L’auteure trousse avec élégance cette affolante histoire. Fabienne Pascaud, Télérama.


Un roman historique singulier et engagé. Hubert Artus, Lire.


Prix Renaudot des Lycées 2019.


Prix Première plume 2019.



Ce que j’en pense : 


Ce roman est assez court, mais plutôt intéressant et au final, point n’est besoin de s’étaler sur 769 pages pour écrire une histoire qui bien qu’elle se déroule en 1885 a comme un goût très (trop ?) actuel. 


C’est une lecture que j’ai faite à la suite de ma fille cadette de 17 ans. C’était sympa de pouvoir échanger ensuite sur nos impressions qui convergeaient dans le même sens. 

Tout comme elle, j’ai trouvé l’écriture très agréable. 

Dans l’ensemble, c’est assez bien documenté, réaliste et crédible sans tomber dans le document qui pourrait être plus ennuyeux. 

Les personnages sont variés, humainement attachants ou pas du tout d'où le fait que nous avons trouvé que c'était bien écrit car sinon nous n'aurions pas autant eu d'attraction ou de répulsion face à certains. 

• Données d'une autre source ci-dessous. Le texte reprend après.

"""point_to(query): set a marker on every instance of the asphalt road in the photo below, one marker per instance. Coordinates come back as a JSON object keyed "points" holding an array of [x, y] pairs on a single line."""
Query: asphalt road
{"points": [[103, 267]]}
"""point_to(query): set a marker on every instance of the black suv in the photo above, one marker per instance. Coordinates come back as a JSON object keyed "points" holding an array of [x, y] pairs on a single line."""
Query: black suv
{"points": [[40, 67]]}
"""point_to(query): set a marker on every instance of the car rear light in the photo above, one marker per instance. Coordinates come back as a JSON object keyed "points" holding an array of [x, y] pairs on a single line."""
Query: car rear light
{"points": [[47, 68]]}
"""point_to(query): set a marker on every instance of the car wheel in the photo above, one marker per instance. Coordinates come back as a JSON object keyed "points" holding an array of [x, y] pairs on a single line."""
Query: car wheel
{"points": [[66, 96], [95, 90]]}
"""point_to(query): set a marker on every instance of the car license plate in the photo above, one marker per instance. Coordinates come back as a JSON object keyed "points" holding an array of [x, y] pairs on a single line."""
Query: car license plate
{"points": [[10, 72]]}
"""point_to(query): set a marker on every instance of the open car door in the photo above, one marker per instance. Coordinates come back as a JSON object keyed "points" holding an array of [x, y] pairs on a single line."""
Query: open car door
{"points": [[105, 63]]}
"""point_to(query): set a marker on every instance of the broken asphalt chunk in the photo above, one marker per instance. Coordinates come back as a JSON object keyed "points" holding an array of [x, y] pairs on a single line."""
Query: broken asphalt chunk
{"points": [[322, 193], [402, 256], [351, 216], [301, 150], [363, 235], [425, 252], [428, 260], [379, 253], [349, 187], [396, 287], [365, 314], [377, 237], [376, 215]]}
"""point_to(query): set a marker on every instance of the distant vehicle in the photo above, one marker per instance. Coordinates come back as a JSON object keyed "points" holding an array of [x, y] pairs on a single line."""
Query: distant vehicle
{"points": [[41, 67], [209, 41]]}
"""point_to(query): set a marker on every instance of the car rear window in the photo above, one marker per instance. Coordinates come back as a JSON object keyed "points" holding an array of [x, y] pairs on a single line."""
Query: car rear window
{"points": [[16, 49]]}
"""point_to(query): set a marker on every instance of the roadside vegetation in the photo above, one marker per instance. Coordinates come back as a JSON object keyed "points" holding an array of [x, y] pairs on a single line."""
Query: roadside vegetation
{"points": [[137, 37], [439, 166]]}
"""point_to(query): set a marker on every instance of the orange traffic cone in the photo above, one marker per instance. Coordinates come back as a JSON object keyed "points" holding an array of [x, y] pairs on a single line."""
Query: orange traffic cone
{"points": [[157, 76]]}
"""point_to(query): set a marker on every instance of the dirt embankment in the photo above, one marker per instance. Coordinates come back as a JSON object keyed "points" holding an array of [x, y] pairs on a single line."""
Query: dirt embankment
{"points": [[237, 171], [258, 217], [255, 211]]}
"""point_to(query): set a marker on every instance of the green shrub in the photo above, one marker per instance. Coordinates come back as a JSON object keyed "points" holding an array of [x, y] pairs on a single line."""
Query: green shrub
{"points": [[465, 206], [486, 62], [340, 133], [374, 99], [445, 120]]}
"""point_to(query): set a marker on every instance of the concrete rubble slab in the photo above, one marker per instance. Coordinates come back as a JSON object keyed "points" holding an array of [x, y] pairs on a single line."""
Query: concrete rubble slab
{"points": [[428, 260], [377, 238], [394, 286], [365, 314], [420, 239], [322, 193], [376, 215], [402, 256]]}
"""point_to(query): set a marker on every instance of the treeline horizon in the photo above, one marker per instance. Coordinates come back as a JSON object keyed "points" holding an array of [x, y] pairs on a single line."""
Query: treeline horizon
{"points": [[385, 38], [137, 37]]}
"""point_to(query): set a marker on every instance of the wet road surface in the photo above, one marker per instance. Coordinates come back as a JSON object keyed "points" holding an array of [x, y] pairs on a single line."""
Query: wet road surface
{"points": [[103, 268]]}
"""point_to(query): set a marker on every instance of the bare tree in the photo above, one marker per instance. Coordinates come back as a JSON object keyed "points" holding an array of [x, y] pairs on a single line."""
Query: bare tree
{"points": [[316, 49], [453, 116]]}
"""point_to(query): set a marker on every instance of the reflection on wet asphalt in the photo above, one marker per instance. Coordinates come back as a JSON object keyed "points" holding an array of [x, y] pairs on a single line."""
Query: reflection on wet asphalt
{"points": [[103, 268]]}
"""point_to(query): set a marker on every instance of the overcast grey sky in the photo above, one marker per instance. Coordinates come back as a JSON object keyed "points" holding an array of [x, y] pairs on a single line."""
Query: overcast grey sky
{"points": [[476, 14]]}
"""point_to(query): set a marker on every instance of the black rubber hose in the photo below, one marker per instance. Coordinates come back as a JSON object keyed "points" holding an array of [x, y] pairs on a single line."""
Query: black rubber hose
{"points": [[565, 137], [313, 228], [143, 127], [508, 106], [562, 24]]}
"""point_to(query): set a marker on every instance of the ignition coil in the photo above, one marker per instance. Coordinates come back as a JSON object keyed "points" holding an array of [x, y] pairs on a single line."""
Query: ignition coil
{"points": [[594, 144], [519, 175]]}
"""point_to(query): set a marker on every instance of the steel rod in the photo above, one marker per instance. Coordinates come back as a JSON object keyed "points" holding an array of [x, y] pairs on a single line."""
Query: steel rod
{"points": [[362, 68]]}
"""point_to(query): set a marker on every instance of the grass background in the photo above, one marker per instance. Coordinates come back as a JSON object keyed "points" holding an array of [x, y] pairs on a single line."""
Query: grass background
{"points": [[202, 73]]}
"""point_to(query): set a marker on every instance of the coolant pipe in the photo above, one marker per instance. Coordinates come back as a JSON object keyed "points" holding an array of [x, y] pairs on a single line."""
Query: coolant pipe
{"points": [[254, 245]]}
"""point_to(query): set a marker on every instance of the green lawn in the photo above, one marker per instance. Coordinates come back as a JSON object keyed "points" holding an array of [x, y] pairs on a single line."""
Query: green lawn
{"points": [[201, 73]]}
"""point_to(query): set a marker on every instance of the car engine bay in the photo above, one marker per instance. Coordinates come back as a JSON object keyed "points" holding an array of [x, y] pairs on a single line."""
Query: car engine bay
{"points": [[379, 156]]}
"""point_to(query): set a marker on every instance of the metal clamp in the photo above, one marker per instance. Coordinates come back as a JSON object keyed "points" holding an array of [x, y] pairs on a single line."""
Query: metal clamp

Le trait de la domination patriarcale n’est pas grossi, il est juste révélateur de son importance à l’époque de l’intrigue. Il nous paraît certainement révoltant, mais on ne peut que se féliciter des avancées gagnées de hautes luttes depuis. Après rien n'est jamais totalement acquis donc ne jamais baisser complètement la garde. Ce livre n'est pas féministe au sens militant du terme, il parle des femmes, de leur histoire à travers des faits établis, c'est un peu différent et cela le rend plus accessible à tous.